[v5,1/5] Improve must tail in RTL backend

Message ID	20240505181458.2903045-1-ak@linux.intel.com
State	New
Headers	show Return-Path: <gcc-patches-bounces+incoming=patchwork.ozlabs.org@gcc.gnu.org> DMARC-Filter: OpenDMARC Filter v1.4.2 sourceware.org 1C1E23858D28 From: Andi Kleen <ak@linux.intel.com> To: gcc-patches@gcc.gnu.org Cc: nathan@acm.org, josmyers@redhat.com, richard.sandiford@arm.com, jason@redhat.com, Andi Kleen <ak@linux.intel.com> Subject: [PATCH v5 1/5] Improve must tail in RTL backend Date: Sun, 5 May 2024 11:14:54 -0700 Message-ID: <20240505181458.2903045-1-ak@linux.intel.com> MIME-Version: 1.0 Content-Transfer-Encoding: 8bit Precedence: list Errors-To: gcc-patches-bounces+incoming=patchwork.ozlabs.org@gcc.gnu.org
Series	[v5,1/5] Improve must tail in RTL backend \| expand [v5,1/5] Improve must tail in RTL backend [v5,2/5] C++: Support clang compatible [[musttail]] (PR83324) [v5,3/5] C: Implement musttail attribute for returns [v5,4/5] Add tests for C/C++ musttail attributes [v5,5/5] Add documentation for musttail attribute

Andi Kleen May 5, 2024, 6:14 p.m. UTC

- Give error messages for all causes of non sibling call generation
- Don't override choices of other non sibling call checks with
must tail. This causes ICEs. The must tail attribute now only
overrides flag_optimize_sibling_calls locally.
- Error out when tree-tailcall failed to mark a must-tail call
sibcall.
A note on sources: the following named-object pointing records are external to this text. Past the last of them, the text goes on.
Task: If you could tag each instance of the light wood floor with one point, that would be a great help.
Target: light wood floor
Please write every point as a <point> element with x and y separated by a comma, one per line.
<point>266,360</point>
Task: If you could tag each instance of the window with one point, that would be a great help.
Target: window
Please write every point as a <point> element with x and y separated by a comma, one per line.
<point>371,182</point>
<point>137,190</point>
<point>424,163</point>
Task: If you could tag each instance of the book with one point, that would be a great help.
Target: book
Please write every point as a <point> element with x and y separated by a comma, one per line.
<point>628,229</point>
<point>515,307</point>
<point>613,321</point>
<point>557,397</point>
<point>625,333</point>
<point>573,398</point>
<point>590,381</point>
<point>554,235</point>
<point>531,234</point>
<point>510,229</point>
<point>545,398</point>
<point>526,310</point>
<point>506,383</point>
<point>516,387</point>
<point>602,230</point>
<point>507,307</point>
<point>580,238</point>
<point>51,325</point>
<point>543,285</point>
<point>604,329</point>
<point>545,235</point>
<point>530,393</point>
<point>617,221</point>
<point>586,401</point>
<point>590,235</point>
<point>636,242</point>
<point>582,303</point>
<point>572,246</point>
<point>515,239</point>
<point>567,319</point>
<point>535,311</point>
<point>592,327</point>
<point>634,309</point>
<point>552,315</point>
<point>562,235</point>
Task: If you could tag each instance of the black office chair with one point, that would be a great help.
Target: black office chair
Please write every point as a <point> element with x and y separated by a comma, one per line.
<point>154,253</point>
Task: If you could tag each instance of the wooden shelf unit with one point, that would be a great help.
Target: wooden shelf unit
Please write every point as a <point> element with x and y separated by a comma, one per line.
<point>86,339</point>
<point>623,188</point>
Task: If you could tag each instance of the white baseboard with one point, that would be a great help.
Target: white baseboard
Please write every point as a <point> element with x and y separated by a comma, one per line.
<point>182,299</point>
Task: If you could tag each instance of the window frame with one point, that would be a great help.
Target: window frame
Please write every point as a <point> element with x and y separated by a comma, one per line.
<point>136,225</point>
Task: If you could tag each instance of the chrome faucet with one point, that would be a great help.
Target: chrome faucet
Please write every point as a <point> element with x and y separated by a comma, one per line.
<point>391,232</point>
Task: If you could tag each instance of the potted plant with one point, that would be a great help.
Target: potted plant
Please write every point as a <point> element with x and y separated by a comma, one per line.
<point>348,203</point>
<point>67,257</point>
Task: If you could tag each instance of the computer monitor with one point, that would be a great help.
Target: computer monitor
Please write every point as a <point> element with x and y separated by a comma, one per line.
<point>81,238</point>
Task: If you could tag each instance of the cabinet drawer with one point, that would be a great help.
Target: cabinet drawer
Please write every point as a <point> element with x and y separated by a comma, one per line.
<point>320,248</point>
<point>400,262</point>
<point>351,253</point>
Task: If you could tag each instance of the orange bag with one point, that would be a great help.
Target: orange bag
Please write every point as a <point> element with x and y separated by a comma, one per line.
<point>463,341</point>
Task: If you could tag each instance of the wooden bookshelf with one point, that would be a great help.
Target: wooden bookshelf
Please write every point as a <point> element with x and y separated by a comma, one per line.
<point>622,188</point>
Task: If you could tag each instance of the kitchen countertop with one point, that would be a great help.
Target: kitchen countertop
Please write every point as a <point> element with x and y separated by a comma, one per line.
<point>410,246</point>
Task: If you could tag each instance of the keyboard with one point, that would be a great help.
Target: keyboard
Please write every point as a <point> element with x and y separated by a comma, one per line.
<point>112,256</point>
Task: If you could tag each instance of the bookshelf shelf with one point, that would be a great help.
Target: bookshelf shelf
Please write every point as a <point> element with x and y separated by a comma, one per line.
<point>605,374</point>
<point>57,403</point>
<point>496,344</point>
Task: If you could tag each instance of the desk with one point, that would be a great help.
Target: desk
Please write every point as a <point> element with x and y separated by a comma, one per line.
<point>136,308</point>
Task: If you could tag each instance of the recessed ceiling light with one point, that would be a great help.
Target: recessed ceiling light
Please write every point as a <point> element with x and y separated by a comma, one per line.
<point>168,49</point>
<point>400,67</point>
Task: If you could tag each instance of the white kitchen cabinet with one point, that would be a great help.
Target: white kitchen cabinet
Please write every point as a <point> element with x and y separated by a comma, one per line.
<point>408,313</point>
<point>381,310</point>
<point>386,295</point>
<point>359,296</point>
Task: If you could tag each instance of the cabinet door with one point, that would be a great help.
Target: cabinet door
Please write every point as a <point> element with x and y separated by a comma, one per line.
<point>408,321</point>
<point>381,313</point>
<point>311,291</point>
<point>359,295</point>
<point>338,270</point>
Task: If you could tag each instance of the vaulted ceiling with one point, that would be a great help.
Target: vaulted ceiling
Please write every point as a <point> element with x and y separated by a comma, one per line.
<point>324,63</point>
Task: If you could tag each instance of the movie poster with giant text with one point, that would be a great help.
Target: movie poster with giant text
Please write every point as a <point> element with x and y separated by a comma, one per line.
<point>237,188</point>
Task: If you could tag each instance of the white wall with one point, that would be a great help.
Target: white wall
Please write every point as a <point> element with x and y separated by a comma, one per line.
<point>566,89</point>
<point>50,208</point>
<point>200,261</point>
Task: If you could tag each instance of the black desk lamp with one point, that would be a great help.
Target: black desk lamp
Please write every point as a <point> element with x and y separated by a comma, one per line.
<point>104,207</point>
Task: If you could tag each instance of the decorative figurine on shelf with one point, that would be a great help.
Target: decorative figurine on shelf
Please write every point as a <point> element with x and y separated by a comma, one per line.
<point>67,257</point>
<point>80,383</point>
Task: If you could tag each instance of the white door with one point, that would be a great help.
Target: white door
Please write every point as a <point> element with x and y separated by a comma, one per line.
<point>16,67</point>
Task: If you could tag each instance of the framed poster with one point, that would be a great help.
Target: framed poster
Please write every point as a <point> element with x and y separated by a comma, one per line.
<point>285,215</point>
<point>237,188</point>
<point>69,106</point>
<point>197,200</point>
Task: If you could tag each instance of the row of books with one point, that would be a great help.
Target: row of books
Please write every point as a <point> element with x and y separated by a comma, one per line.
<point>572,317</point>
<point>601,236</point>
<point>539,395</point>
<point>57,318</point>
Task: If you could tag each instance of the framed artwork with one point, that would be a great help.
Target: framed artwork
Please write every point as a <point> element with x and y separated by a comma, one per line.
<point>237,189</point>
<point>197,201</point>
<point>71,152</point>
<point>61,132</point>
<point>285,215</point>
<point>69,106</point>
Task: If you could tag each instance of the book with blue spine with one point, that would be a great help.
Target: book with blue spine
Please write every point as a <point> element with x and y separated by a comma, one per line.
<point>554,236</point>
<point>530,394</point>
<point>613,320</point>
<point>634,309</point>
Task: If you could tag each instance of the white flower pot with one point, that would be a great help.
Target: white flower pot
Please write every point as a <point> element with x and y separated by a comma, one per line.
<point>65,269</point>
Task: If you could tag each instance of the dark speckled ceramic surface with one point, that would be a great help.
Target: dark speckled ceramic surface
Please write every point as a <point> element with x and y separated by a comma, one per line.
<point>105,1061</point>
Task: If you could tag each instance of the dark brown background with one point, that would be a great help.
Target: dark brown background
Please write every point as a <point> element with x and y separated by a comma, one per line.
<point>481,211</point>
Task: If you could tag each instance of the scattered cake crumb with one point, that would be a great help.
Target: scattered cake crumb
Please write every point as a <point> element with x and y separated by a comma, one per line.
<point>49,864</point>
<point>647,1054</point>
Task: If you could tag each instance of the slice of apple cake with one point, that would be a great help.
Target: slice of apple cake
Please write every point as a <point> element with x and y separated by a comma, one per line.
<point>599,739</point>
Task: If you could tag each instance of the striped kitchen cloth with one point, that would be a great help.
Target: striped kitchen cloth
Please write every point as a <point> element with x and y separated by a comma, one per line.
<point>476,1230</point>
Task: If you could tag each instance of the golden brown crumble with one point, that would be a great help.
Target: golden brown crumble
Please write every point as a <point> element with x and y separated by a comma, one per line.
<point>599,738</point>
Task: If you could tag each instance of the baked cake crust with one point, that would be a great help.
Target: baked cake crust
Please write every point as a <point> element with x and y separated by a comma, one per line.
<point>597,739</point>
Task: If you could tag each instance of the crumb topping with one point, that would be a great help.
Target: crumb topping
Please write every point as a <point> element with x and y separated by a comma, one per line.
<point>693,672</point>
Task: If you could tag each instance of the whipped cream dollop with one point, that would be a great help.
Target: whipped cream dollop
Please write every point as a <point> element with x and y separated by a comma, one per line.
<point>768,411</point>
In this case it doesn't know the true reason and only gives
a vague message (this could be improved, but it's already useful without
that) tree-tailcall usually fails without optimization, so must
adjust the existing must-tail plugin test to specify -O2.

	PR83324

gcc/ChangeLog:

	* calls.cc (expand_call): Fix mustcall implementation.

gcc/testsuite/ChangeLog:

	* gcc.dg/plugin/must-tail-call-1.c: Adjust.
---
 gcc/calls.cc                                  | 30 ++++++++++++-------
 .../gcc.dg/plugin/must-tail-call-1.c          |  1 +
 2 files changed, 21 insertions(+), 10 deletions(-)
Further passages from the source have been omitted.